This morning, Soylent, the meal-replacement drink developed in Silicon Valley, released our second version of the white, viscous liquid, called Soylent 2.0. I, the creator of Soylent, am here today to promise you that Soylent 2.0 is not cum.  There’s a lot of great stuff in Soylent – protein, vitamins, algae – but there’s definitely no cum and it’s absolutely not made of 100% cum.

When you pour Soylent 2.0 into a glass and tip it back too far and a little bit dribbles down your chin, you may think, “Woah, that sure looks like cum,” but it really isn’t. Cum, that is. That’s not what makes Soylent 2.0 the off-white, slow-dripping, shiny stuff that looks just like cum.

Think about it: how would we even collect enough cum to fill millions of bottles to ship to you for $29/month’s supply? By retrofitting hundreds of industrial vacuum cleaners with carefully developed penis-nozzles and attaching them to young, cum-filled men in the Bay Area who answered an ad on Craigslist promising them $200 for three-hour’s work?? Well, we definitely did not do that, so that proves that Soylent 2.0 isn’t all that cum that we collected. Which we didn’t.

Also, lots of people know what cum tastes like, so how would we conceal the flavor?? It’s not like we have access to a wide variety of nuanced food flavors that we can just drop into a batch of cum to cover up the cum taste. I don’t even know what restaurant supply store downtown you would buy that from.

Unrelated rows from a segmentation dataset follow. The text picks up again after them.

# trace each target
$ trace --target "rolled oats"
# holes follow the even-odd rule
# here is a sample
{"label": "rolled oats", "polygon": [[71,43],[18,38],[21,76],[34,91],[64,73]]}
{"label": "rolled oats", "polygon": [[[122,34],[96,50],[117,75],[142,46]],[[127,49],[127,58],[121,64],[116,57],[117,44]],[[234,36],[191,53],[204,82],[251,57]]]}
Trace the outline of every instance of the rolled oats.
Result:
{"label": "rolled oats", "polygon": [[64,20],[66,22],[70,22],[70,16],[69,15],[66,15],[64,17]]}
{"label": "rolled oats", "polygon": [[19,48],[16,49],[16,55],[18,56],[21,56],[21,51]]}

Okay, let’s say, for argument’s sake, that Soylent 2.0, which people are gulping down as perfect little four-hundred calorie meals, is cum, which it’s not. It would still be pretty nutritious. Cum contains protein, calcium, magnesium and zinc, so, not a bad lunch! In fact, if someone were to take a sample of Soylent 2.0 and bring it to a lab where it was tested and it turned out that it was cum, I bet that lab could also tell them about all the nutrients in cum. But luckily, that’s not what’s going on with Soylent 2.0. Even though it would be no biggy if it was.

So join the future! Order up a batch of Soylent 2.0, put it in your refrigerator, and enjoy it over ice! Or you can have it warm – in fact it starts out pretty warm, so it tastes freshest that way. But it’s not cum. “Soylent green is people!” but Soylent 2.0 is definitely not three hundred million pre-people swimming rapidly in a river of prostatic fluid which you can eat instead of cereal.